An additional confirmation is the assembly code preceding the call to the function:

ADD             X2, X21, #0x60 ; '`' ; char **
MOV             X1, X22 ; lsl::Allocator *
MOV             X3, X23 ; __s
BL              dyld4::ProcessConfig::PathOverrides::setString(lsl::Allocator &,char const*&,char const*)

We can see X1, X2 and X3 being initialized with values for the three arguments, but X0 (this) is not explicitly initialized, so the decompiler falls back to the last initialized value (result of the call to __platform_strncmp()), which is obviously unrelated.

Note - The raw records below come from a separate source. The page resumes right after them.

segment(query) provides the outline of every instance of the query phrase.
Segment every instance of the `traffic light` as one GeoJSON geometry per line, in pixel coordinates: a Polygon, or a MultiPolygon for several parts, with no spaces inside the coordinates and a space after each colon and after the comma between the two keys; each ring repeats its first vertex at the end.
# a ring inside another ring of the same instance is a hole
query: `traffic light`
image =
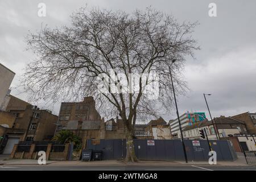
{"type": "Polygon", "coordinates": [[[205,138],[205,136],[204,135],[204,130],[200,130],[199,133],[200,134],[201,138],[205,138]]]}

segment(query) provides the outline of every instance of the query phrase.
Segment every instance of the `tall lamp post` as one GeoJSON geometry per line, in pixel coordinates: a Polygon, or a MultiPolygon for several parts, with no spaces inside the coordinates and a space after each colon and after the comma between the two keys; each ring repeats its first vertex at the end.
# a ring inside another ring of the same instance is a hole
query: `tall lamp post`
{"type": "Polygon", "coordinates": [[[172,81],[172,76],[171,72],[171,67],[172,66],[172,64],[174,64],[174,62],[175,62],[175,61],[176,61],[176,59],[173,59],[172,61],[172,64],[171,64],[171,66],[169,66],[168,67],[169,67],[170,75],[171,76],[171,80],[172,81],[172,90],[174,92],[174,101],[175,102],[176,111],[177,116],[178,118],[179,127],[180,128],[180,134],[181,136],[181,142],[182,142],[182,146],[183,147],[183,152],[184,152],[184,155],[185,156],[185,160],[186,162],[186,163],[188,163],[188,158],[187,156],[186,148],[185,147],[185,144],[184,143],[183,134],[182,133],[181,125],[180,125],[180,117],[179,116],[179,111],[178,111],[178,109],[177,109],[177,102],[176,101],[175,92],[174,91],[174,82],[172,81]]]}
{"type": "Polygon", "coordinates": [[[219,139],[218,138],[218,135],[217,135],[216,130],[215,129],[214,124],[213,123],[213,120],[212,120],[212,115],[210,114],[210,109],[209,109],[208,104],[207,103],[205,95],[206,96],[210,96],[212,94],[205,94],[204,93],[204,99],[205,100],[205,102],[207,104],[207,108],[208,109],[209,114],[210,114],[210,120],[212,121],[212,125],[213,126],[213,129],[214,129],[215,135],[216,135],[217,139],[218,140],[219,139]]]}

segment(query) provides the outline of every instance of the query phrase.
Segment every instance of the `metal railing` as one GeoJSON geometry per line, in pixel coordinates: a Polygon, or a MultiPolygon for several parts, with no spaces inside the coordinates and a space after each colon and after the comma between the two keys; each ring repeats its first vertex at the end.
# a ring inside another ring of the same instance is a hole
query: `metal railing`
{"type": "Polygon", "coordinates": [[[29,152],[30,150],[30,145],[23,145],[23,144],[19,144],[18,146],[17,147],[17,152],[29,152]]]}
{"type": "Polygon", "coordinates": [[[247,164],[256,163],[256,151],[243,151],[243,155],[247,164]]]}
{"type": "Polygon", "coordinates": [[[64,144],[53,144],[52,146],[51,152],[63,152],[65,150],[64,144]]]}
{"type": "Polygon", "coordinates": [[[35,152],[39,152],[42,151],[46,152],[46,150],[47,150],[47,147],[48,146],[46,144],[37,144],[35,147],[35,152]]]}

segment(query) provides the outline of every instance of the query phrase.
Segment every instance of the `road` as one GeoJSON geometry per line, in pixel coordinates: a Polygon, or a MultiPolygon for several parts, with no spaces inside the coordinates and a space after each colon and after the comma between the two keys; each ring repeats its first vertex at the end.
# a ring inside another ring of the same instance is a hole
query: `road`
{"type": "Polygon", "coordinates": [[[256,166],[0,166],[0,171],[256,171],[256,166]]]}

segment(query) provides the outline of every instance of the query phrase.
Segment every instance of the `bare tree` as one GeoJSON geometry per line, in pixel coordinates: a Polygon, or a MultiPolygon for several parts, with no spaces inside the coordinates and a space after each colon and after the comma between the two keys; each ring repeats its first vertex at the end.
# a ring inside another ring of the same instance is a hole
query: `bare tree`
{"type": "Polygon", "coordinates": [[[34,100],[93,96],[105,116],[121,116],[126,160],[137,161],[136,121],[170,110],[167,68],[173,59],[177,60],[172,66],[175,89],[184,90],[179,73],[185,56],[193,57],[199,49],[191,35],[197,23],[179,24],[151,8],[131,14],[82,8],[71,19],[71,26],[46,27],[28,36],[28,48],[38,58],[28,64],[22,85],[34,100]]]}

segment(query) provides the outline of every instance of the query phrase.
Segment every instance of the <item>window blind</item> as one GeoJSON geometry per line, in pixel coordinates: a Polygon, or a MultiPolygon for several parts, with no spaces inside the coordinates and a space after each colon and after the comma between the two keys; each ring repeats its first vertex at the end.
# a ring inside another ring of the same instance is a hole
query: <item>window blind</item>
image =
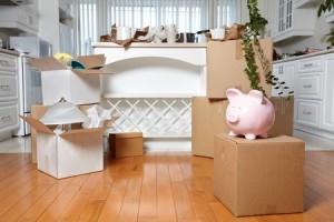
{"type": "Polygon", "coordinates": [[[239,19],[240,0],[77,0],[78,54],[90,54],[91,42],[117,27],[176,24],[179,32],[230,26],[239,19]]]}

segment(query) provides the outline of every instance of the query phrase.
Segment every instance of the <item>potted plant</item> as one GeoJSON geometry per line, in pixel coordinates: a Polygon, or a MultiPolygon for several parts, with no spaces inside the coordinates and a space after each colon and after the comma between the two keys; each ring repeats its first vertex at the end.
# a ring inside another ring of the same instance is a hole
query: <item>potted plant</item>
{"type": "MultiPolygon", "coordinates": [[[[268,23],[268,21],[261,16],[257,0],[247,0],[247,8],[249,12],[249,22],[246,22],[245,24],[246,31],[242,37],[242,41],[244,58],[247,64],[245,73],[250,81],[250,88],[265,93],[263,88],[259,85],[258,67],[255,62],[255,51],[257,51],[266,83],[275,85],[275,89],[281,89],[281,92],[278,94],[283,94],[283,92],[287,91],[289,88],[285,85],[284,81],[279,81],[278,78],[272,74],[272,67],[269,65],[271,62],[265,57],[258,40],[258,37],[264,31],[265,26],[268,23]]],[[[293,91],[288,92],[289,95],[292,93],[293,91]]]]}
{"type": "MultiPolygon", "coordinates": [[[[321,17],[322,13],[326,11],[331,11],[334,9],[334,0],[325,0],[323,3],[320,4],[317,10],[317,17],[321,17]]],[[[322,39],[322,42],[326,42],[332,48],[334,46],[334,29],[331,29],[331,32],[325,34],[322,39]]]]}
{"type": "Polygon", "coordinates": [[[317,9],[317,17],[321,17],[323,12],[334,9],[334,0],[324,0],[317,9]]]}

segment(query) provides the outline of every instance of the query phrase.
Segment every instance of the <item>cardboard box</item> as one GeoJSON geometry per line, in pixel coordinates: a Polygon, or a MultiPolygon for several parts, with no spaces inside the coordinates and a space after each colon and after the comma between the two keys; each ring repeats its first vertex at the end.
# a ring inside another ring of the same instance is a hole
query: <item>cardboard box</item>
{"type": "MultiPolygon", "coordinates": [[[[264,54],[273,62],[273,40],[261,39],[259,43],[264,54]]],[[[242,40],[209,41],[207,42],[207,98],[226,98],[226,90],[237,88],[244,92],[250,90],[250,82],[245,74],[246,61],[244,59],[242,40]]],[[[256,57],[256,64],[259,71],[261,85],[271,98],[272,85],[265,82],[261,62],[256,57]]]]}
{"type": "Polygon", "coordinates": [[[100,69],[104,67],[105,57],[102,54],[87,56],[79,57],[78,60],[84,64],[90,61],[89,69],[69,69],[52,57],[29,59],[29,63],[41,71],[42,103],[45,105],[53,104],[60,98],[75,104],[100,101],[100,74],[107,73],[100,69]]]}
{"type": "Polygon", "coordinates": [[[109,149],[114,158],[143,155],[143,142],[141,132],[109,134],[109,149]]]}
{"type": "Polygon", "coordinates": [[[236,216],[303,212],[305,144],[215,137],[214,195],[236,216]]]}
{"type": "Polygon", "coordinates": [[[193,98],[191,101],[191,153],[214,158],[214,137],[228,132],[225,122],[228,100],[193,98]]]}
{"type": "MultiPolygon", "coordinates": [[[[275,123],[269,135],[292,135],[294,99],[271,98],[275,107],[275,123]]],[[[216,133],[228,133],[225,113],[226,99],[193,98],[191,101],[191,152],[194,155],[214,158],[214,137],[216,133]]]]}
{"type": "Polygon", "coordinates": [[[33,118],[23,118],[36,131],[37,167],[57,179],[104,170],[102,128],[73,129],[56,134],[33,118]]]}
{"type": "MultiPolygon", "coordinates": [[[[85,105],[78,105],[78,108],[86,113],[87,109],[89,109],[91,105],[95,104],[85,104],[85,105]]],[[[39,120],[43,114],[47,112],[49,105],[40,105],[35,104],[31,105],[31,114],[30,117],[33,119],[39,120]]],[[[53,130],[57,125],[47,125],[49,129],[53,130]]],[[[31,141],[31,162],[37,163],[37,142],[36,142],[36,129],[31,128],[30,133],[30,141],[31,141]]]]}

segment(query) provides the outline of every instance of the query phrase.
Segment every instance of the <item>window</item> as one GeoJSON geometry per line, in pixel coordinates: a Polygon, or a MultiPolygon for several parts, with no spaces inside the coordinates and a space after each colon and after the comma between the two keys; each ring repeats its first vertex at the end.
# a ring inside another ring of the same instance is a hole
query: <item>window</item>
{"type": "Polygon", "coordinates": [[[176,24],[179,32],[232,26],[239,21],[240,0],[78,0],[78,54],[90,54],[91,42],[118,27],[176,24]]]}

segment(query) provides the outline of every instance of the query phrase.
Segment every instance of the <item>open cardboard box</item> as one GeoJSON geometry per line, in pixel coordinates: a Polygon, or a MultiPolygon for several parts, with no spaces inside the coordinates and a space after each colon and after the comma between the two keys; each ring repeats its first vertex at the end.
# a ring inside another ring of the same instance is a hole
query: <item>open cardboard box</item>
{"type": "Polygon", "coordinates": [[[38,170],[57,179],[104,170],[104,131],[117,117],[101,128],[78,129],[76,124],[60,134],[38,119],[21,118],[37,131],[38,170]]]}
{"type": "Polygon", "coordinates": [[[75,104],[89,104],[100,101],[100,74],[104,70],[105,56],[78,57],[86,69],[70,69],[53,57],[29,59],[30,65],[41,71],[42,103],[50,105],[65,98],[75,104]]]}

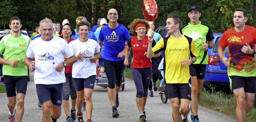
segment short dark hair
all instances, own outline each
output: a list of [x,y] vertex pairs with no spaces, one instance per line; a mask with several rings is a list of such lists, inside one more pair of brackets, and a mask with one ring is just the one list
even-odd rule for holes
[[[235,12],[236,11],[243,12],[244,12],[244,18],[245,18],[248,17],[248,15],[247,14],[247,11],[246,11],[245,9],[240,8],[238,8],[234,11],[234,14]],[[234,14],[233,14],[233,15],[234,15]]]
[[181,25],[182,24],[182,21],[181,21],[180,17],[178,15],[174,14],[169,15],[167,16],[167,19],[170,18],[172,18],[174,19],[174,24],[180,24],[179,29],[180,29],[180,28],[181,28]]
[[19,18],[16,17],[16,16],[14,16],[13,18],[12,18],[11,20],[10,20],[10,22],[9,22],[9,24],[11,24],[12,23],[12,21],[13,20],[19,20],[20,21],[20,24],[21,24],[21,21],[20,20],[20,18]]
[[62,30],[63,29],[63,27],[64,27],[64,26],[66,25],[69,26],[69,28],[70,28],[70,30],[71,31],[71,32],[72,32],[72,34],[70,35],[70,37],[71,37],[72,35],[76,35],[75,30],[74,30],[74,29],[73,29],[73,28],[72,28],[71,25],[70,25],[70,24],[69,23],[66,23],[64,24],[63,26],[60,28],[60,31],[59,32],[59,34],[60,34],[60,35],[62,35]]
[[78,23],[76,24],[76,30],[77,30],[78,32],[79,31],[79,28],[80,28],[80,26],[87,26],[88,27],[89,31],[90,31],[90,29],[91,28],[91,24],[90,24],[90,22],[88,22],[88,21],[83,20],[79,22]]

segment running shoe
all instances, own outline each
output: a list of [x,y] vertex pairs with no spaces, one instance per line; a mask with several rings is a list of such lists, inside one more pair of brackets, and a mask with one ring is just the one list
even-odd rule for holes
[[119,116],[119,113],[118,113],[118,111],[117,110],[117,109],[112,109],[112,117],[116,117],[118,116]]
[[73,120],[72,118],[70,118],[70,116],[68,116],[67,117],[67,118],[66,119],[66,122],[73,122]]
[[153,89],[154,89],[154,91],[157,91],[157,86],[156,85],[156,83],[153,83]]
[[147,121],[146,120],[146,116],[144,114],[140,116],[140,122],[145,122]]
[[116,98],[116,108],[118,107],[119,106],[119,99],[118,98]]
[[12,116],[9,114],[9,117],[8,117],[8,120],[9,122],[15,122],[15,114],[16,114],[16,109],[14,108],[14,115],[13,116]]
[[191,120],[191,121],[192,121],[192,122],[200,122],[200,121],[199,121],[199,118],[194,118],[194,120]]
[[3,81],[0,80],[0,85],[4,85],[4,83]]
[[82,108],[82,109],[83,110],[85,110],[85,104],[86,103],[85,102],[85,100],[84,100],[84,104],[83,104],[83,107]]
[[152,91],[149,91],[149,94],[148,94],[148,96],[149,96],[149,97],[153,97],[154,96],[154,95],[153,95]]
[[39,101],[38,101],[38,107],[39,107],[39,108],[42,107],[42,106],[41,106],[41,103],[40,103],[40,102]]
[[83,115],[79,116],[76,115],[77,117],[77,121],[78,122],[84,122],[84,120],[83,119]]
[[76,122],[76,109],[74,111],[71,111],[71,114],[70,116],[70,118],[72,118],[72,120],[74,122]]
[[164,93],[164,87],[159,87],[158,91],[162,94]]

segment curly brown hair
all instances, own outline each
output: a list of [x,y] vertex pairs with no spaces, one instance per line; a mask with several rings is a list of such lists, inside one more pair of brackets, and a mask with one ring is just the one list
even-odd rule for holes
[[148,31],[148,30],[150,28],[149,24],[148,24],[148,21],[146,20],[142,20],[141,19],[135,19],[133,20],[132,22],[130,24],[130,25],[128,26],[128,28],[130,28],[132,30],[132,32],[135,35],[137,35],[137,33],[135,31],[135,27],[138,24],[142,24],[146,25],[147,27],[147,29],[146,30],[146,33]]

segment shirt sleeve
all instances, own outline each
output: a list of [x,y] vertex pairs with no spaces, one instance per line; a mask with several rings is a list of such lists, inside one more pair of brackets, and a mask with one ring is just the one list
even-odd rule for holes
[[127,46],[129,47],[132,47],[132,45],[131,45],[131,41],[132,41],[132,38],[130,38],[128,41],[127,41]]
[[197,51],[196,46],[194,41],[194,40],[192,40],[191,42],[191,44],[190,45],[190,56],[192,57],[197,57],[199,56],[198,52]]

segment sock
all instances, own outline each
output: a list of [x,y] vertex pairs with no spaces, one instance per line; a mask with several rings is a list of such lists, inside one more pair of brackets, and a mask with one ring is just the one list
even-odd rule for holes
[[186,120],[186,119],[187,118],[187,116],[185,116],[185,117],[183,117],[183,115],[182,114],[181,114],[181,118],[183,120]]
[[52,117],[52,122],[57,122],[57,119],[54,118],[52,117],[52,116],[51,117]]
[[112,106],[112,109],[115,110],[115,109],[117,109],[117,108],[116,108],[116,106]]
[[13,110],[13,113],[12,114],[11,114],[11,112],[9,112],[9,114],[10,115],[11,115],[11,116],[14,116],[14,115],[15,115],[15,113],[14,113],[14,110]]
[[83,113],[82,112],[81,112],[81,113],[78,113],[78,112],[77,112],[77,116],[81,116],[82,115],[83,115]]
[[71,113],[74,111],[76,111],[76,109],[75,109],[75,110],[72,110],[72,109],[71,109]]

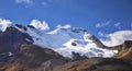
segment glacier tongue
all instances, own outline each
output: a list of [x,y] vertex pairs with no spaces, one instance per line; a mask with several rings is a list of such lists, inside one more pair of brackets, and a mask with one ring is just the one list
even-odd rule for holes
[[[26,27],[26,33],[33,37],[34,44],[51,48],[64,57],[72,58],[72,52],[86,57],[112,57],[118,51],[99,48],[90,39],[92,36],[82,28],[56,28],[45,33],[36,28]],[[22,31],[23,32],[23,31]]]

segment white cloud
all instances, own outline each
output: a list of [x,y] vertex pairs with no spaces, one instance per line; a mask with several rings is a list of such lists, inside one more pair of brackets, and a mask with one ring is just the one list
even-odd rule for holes
[[106,35],[107,39],[101,40],[107,46],[121,45],[124,40],[132,40],[132,31],[118,31]]
[[98,35],[99,35],[99,36],[106,36],[106,34],[102,33],[102,32],[98,32]]
[[117,28],[119,28],[119,29],[121,28],[120,25],[121,25],[121,23],[116,23],[116,24],[114,24],[114,26],[116,26]]
[[96,27],[97,28],[100,28],[100,27],[105,27],[105,26],[107,26],[107,25],[109,25],[110,24],[110,21],[108,21],[108,22],[106,22],[106,23],[97,23],[96,24]]
[[30,25],[34,26],[35,28],[42,29],[42,31],[50,29],[50,26],[45,21],[41,22],[38,20],[32,20]]
[[26,4],[32,4],[32,0],[15,0],[16,3],[26,3]]
[[62,26],[61,24],[58,24],[56,27],[57,28],[70,28],[72,26],[69,24],[66,24],[64,26]]
[[132,29],[132,23],[131,23],[130,27],[131,27],[131,29]]
[[6,28],[11,24],[12,22],[10,20],[4,20],[4,19],[0,19],[0,29],[2,32],[6,31]]

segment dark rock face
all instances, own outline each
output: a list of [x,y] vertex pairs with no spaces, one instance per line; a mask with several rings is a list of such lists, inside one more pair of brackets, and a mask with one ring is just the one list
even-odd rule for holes
[[14,27],[8,27],[6,32],[0,34],[0,54],[14,52],[23,43],[33,42],[29,34],[22,33]]
[[106,48],[106,46],[96,37],[96,36],[91,36],[89,39],[94,40],[94,43],[100,47],[100,48]]
[[10,58],[0,71],[53,71],[65,62],[67,59],[51,49],[23,44],[19,52]]
[[[26,31],[22,25],[15,26]],[[74,29],[75,33],[80,31],[85,32],[85,29]],[[95,36],[90,39],[100,48],[106,48]],[[119,50],[113,58],[86,58],[73,52],[73,60],[32,43],[33,39],[29,34],[14,27],[8,27],[6,32],[2,32],[0,34],[0,71],[132,71],[132,40],[125,40],[122,45],[108,48]],[[14,55],[9,57],[9,51]]]

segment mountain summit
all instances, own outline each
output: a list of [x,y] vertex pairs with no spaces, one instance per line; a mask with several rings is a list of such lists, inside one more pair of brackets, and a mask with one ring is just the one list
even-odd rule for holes
[[[33,43],[42,48],[46,47],[53,49],[62,56],[68,58],[73,57],[73,51],[85,57],[112,57],[117,52],[117,50],[103,49],[106,46],[96,36],[88,33],[84,28],[57,27],[52,32],[44,32],[35,28],[33,25],[23,26],[16,24],[10,27],[16,32],[20,32],[22,37],[24,37],[24,35],[30,37],[30,39],[22,39]],[[15,38],[21,37],[16,36]]]
[[131,40],[107,47],[78,27],[44,32],[15,24],[1,32],[0,46],[0,71],[131,70]]

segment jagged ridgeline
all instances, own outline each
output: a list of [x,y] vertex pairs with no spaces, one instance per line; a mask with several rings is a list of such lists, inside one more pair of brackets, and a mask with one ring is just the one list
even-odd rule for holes
[[15,24],[0,33],[0,71],[131,70],[131,40],[108,47],[78,27]]

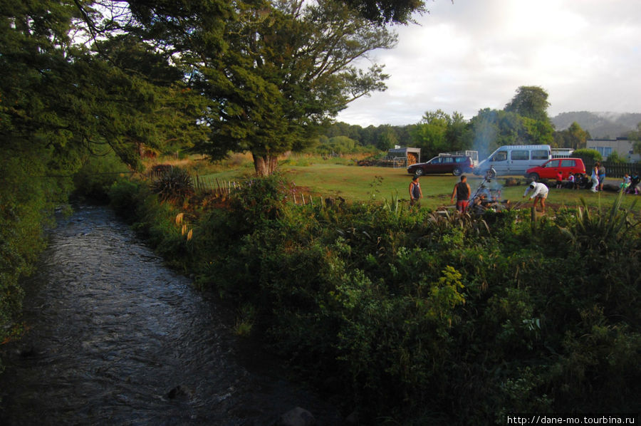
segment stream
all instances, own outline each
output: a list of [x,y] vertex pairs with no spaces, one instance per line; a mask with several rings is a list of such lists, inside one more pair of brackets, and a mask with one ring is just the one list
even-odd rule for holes
[[214,298],[108,207],[60,219],[23,285],[26,332],[0,346],[3,426],[262,426],[296,407],[342,423],[277,361],[239,344]]

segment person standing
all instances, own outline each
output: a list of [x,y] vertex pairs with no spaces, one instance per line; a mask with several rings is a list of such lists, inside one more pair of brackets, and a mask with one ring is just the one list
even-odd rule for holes
[[599,191],[599,162],[595,163],[594,167],[592,167],[592,176],[590,178],[592,179],[592,189],[590,189],[593,192],[598,192]]
[[568,175],[568,187],[570,189],[576,189],[576,177],[572,173]]
[[561,189],[563,186],[563,173],[561,170],[556,172],[556,189]]
[[467,177],[464,175],[462,175],[461,182],[454,185],[454,191],[452,193],[452,199],[449,202],[453,203],[454,197],[456,197],[457,210],[461,213],[465,213],[467,212],[467,206],[469,205],[470,193],[471,193],[471,190],[467,183]]
[[410,207],[420,206],[421,199],[423,197],[423,191],[418,180],[418,175],[415,175],[410,182]]
[[546,212],[546,199],[548,197],[548,187],[545,185],[538,182],[533,182],[530,184],[530,186],[526,189],[526,192],[523,194],[523,197],[525,197],[526,195],[528,194],[528,192],[530,191],[534,191],[532,195],[530,197],[530,199],[534,199],[534,203],[532,204],[532,207],[534,207],[534,209],[536,209],[536,202],[538,201],[541,203],[541,207],[543,213]]

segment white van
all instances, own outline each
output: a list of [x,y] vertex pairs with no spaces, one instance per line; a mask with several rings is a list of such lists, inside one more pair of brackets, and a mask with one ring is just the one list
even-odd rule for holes
[[504,145],[479,163],[475,175],[484,175],[494,167],[497,175],[523,176],[530,167],[540,166],[552,158],[548,145]]

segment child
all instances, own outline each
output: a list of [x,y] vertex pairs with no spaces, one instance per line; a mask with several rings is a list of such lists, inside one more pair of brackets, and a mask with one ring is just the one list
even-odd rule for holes
[[627,193],[634,194],[636,195],[637,194],[639,194],[640,192],[641,192],[639,189],[639,182],[641,180],[639,179],[638,173],[637,173],[636,172],[635,172],[634,173],[635,174],[630,179],[630,187],[627,188]]
[[628,175],[627,173],[623,175],[623,182],[622,182],[621,185],[619,185],[620,190],[623,191],[624,192],[626,192],[627,190],[627,188],[630,187],[630,182],[631,180],[630,179],[630,175]]
[[576,189],[576,178],[572,173],[568,175],[568,187],[570,189]]

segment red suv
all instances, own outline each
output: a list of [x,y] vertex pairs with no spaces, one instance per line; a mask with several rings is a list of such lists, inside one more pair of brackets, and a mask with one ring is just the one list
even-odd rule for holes
[[585,172],[585,165],[580,158],[553,158],[540,166],[531,167],[526,171],[525,177],[533,180],[539,179],[556,179],[557,172],[563,173],[563,179],[570,174]]
[[410,175],[439,175],[452,173],[460,176],[474,167],[471,159],[467,155],[439,155],[427,162],[418,162],[407,167]]

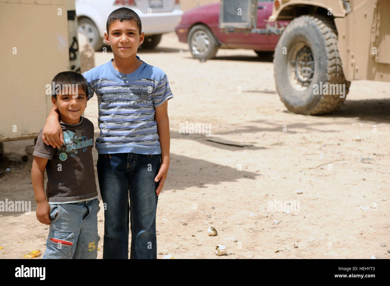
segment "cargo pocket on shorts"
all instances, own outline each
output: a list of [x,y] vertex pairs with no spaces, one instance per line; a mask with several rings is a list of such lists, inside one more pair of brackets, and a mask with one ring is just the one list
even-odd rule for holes
[[46,246],[49,258],[71,259],[74,253],[74,234],[73,232],[50,231],[49,243]]
[[55,221],[58,218],[60,217],[60,208],[58,207],[58,205],[53,205],[50,204],[50,214],[49,217],[50,221],[53,222]]

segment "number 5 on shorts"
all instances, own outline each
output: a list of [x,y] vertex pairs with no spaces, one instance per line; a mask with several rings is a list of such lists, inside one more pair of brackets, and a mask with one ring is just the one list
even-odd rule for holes
[[89,244],[88,244],[88,250],[90,251],[94,251],[96,248],[96,247],[95,245],[94,241],[93,242],[90,242]]

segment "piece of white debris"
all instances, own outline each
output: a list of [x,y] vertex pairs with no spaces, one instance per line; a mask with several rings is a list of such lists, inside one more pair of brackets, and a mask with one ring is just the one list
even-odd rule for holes
[[224,255],[226,254],[226,247],[222,244],[218,244],[215,247],[215,254],[217,255]]
[[217,235],[217,230],[213,226],[210,226],[207,229],[207,233],[209,236],[215,236]]

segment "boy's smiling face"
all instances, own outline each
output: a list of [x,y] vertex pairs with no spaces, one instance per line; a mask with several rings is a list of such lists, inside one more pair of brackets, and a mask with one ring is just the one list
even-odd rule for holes
[[130,21],[116,21],[110,25],[109,34],[104,33],[105,39],[112,49],[113,53],[121,58],[135,58],[138,46],[144,42],[145,34],[140,35],[136,23]]
[[82,88],[79,88],[78,93],[71,91],[67,93],[71,94],[57,94],[57,100],[52,97],[53,106],[58,109],[61,122],[77,124],[87,107],[87,95]]

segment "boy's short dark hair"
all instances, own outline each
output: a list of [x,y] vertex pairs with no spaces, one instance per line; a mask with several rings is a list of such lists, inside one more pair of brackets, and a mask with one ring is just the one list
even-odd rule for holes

Can we make the decompilation nicer?

The solution is to mark the this argument as unused by editing either the full function prototype or just the argument’s type:

[Please enter the type declaration]
__unused dyld4::ProcessConfig::PathOverrides *this

After returning to the caller and refreshing, the output is much nicer-looking:

  if ( !_platform_strncmp(__s, "DYLD_INSERT_LIBRARIES", 0x15uLL) )
  {
    result = (size_t)dyld4::ProcessConfig::PathOverrides::setString(UNUSED_ARG(), a4, this + 12, v15);
    v23 = this[12];

The decompiler inlined the strncmp call into the if condition because it no longer needs the separate v19 variable. The bogus this argument got replaced by the dummy placeholder UNUSED_ARG().